The end of the band as a unit was like losing a trusted family member—and there were the hopes that they would someday reform just one more time. When they released “Abbey Road,” it was like the magic had been made complete once again. And this new thing called “FM radio” was around now—and it was amazing! It was both underground and contemporary—and they PLAYED the Beatles with a passion. But the only way to get access to FM radio was to hope that my parents somehow got the idea that music was cool—and my mother got a large stereo console unit. It was like a doorway to a higher realm. In 1968, “Hey Jude” came out, and it was on the radio for WEEKS at length. It was the ONLY song that mattered—and the fact that it was much longer than anything else at the time was worth the difference. When the Beatles did solo material (George and Paul were the first), we all bought it like it was food for our ears. We also had our critical views of who did what and how it compared to the original group.

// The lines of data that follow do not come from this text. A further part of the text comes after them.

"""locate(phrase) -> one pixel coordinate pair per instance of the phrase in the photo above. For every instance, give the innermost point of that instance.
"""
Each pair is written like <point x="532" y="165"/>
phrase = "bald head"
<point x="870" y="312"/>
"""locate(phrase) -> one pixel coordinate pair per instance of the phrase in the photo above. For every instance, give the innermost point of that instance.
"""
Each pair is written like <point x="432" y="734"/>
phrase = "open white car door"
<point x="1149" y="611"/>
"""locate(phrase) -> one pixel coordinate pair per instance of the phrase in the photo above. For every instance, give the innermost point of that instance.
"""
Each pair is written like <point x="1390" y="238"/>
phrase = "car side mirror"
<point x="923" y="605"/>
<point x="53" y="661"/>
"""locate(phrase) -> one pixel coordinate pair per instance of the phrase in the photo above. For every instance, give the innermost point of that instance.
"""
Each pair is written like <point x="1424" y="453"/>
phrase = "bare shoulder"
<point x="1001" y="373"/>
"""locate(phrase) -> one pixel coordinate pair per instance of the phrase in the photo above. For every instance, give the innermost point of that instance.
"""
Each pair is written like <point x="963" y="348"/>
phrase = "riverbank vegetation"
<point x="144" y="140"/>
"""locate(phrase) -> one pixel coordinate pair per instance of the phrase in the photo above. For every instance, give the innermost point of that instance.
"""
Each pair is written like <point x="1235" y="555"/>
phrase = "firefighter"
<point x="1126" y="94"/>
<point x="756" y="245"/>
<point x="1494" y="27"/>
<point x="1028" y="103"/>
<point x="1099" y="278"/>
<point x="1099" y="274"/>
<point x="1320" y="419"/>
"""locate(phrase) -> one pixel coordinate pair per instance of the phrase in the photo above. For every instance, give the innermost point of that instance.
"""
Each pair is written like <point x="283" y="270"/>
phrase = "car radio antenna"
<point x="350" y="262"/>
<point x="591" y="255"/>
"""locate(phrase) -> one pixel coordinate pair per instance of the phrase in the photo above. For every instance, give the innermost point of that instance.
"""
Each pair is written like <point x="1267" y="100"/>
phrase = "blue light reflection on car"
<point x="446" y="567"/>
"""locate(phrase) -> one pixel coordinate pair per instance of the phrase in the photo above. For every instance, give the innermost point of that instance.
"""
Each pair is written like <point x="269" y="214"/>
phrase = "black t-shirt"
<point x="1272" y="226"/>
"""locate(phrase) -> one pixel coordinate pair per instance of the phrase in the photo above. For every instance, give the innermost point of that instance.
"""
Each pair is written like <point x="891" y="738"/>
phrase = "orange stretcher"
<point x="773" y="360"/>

We changed when they changed their hairstyle. Guys either refused and wore short hair or became long-hair followers. Hippies were part of the “this is going to be me” ideal of my upcoming teen years, and at 17, I just stopped going to a barber. I remember that when I went to high school that year, someone noticed it and nudged a classmate in disapproval—but I didn’t care. The BEATLES were my role models.

The news that George Harrison was playing a concert in New York in 1971 was phenomenal. Not that I could have afforded a ticket nor a way to go, but the IDEA that a Beatle was playing so close was so tantalizing. And I remember hearing from people who went how they responded when Bob Dylan came out on stage. If the crowd was pumped up at George and his pals, the site of Dylan drove them into a frenzy. So it was the FRIENDS of the Beatles that made us wild too.
The end—or the realization that it was all over—came for me when I heard that John Lennon was murdered. That was like killing Michelangelo, or maybe Da Vinci. You didn’t kill an artist—not someone who had won our hearts because he declared so many times that “All You Need is Love.” That was our hope: that the violence of the ‘60s would end, and along with it, the atrocity of men and women lost in Southeast Asia in the Vietnam War. We had lost one of our Great Heroes; one of our Voices. We lost one of our emotional and social godfathers. We had lost one of our most precious Designers of our future.